Russes, Ukrainiens, Français et autres Slaves se fréquentent depuis 2015 à Poitiers au sein de l’association culturelle et apolitique Kalinka. Ses membres s’efforcent aujourd’hui de resserrer les liens, malgré des points de vue divergents.

Arnault Varanne

Le7.info

Il a d’abord poliment refusé notre demande d’entretien jeudi -« Personnellement, je ne parle pas de politique »- avant de se raviser samedi soir, par SMS. « Si vous êtes toujours intéressé par notre opinion... » Rendez-vous dimanche à 14h, au domicile d’Aleksey et Natalia Vasilyev. Autour de la table, le couple, fondateur de l’association d’amitié franco-russe Kalinka, et sa fille Anastassia, Irina et son mari Charles, ainsi qu’Alix Louis, une Française russophone et dont la 
« fille » adoptive Helena vit à 50km de Kiev. « Chaque pays a fait un pas pour avoir cette guerre », 
estime Natalia. Elle déplore aussi les sanctions qui frappent son pays. « La Russie, ce n’est pas que son gouvernement, c’est la culture, le sport, la science... » Les larmes aux yeux, Irina goûte peu les propos modérés de sa compatriote : « Je suis Russe, je suis en stress. Ce qui se passe est uniquement de la faute de Poutine qui a peur de la démocratie. Tous ses opposants ont été tués ou sont en prison. Ce conflit a déjà fait plus de 3 000 morts ! »
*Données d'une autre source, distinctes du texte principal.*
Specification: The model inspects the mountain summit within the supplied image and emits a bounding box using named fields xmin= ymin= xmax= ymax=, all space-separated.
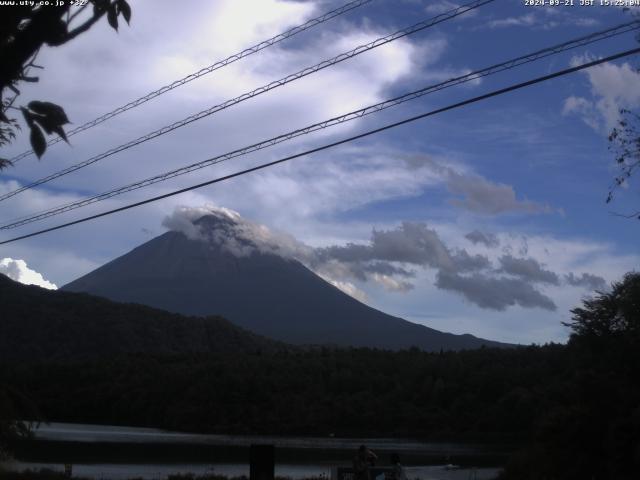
xmin=63 ymin=210 xmax=506 ymax=351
« Je maintiens le contact, c’est difficile mais nécessaire »

Au centre de la table, entre les deux femmes, Alix Louis sort un petit carton sur lequel est inscrit en français et en russe la mention suivante : « Je suis contre la guerre et je ne me tais pas. » 
La position médiane semble rallier tous les suffrages, même si les émotions restent à fleur de peau. Alix invite ses hôtes à montrer dans la rue leur opposition à ce conflit, si possible « avec les drapeaux russe et ukrainien en main ». Comme beaucoup, la sexagénaire s’inquiète pour la sécurité d’Helena, coincée en Ukraine avec son mari. D’un autre côté, elle entretient depuis 2003 une correspondance régulière avec Ludmila, une femme qui habite Iaroslav, ville jumelée avec Poitiers. Ces derniers temps, les échanges entre les deux amies se sont un peu taris. 
« Elle représente ce que la majorité des Russes pensent. Il faut comprendre que la colère des Russes et de Poutine est dirigée contre l’Occident. Je maintiens le contact, c’est difficile mais nécessaire. »

« Notre petit monde slave est très agréable »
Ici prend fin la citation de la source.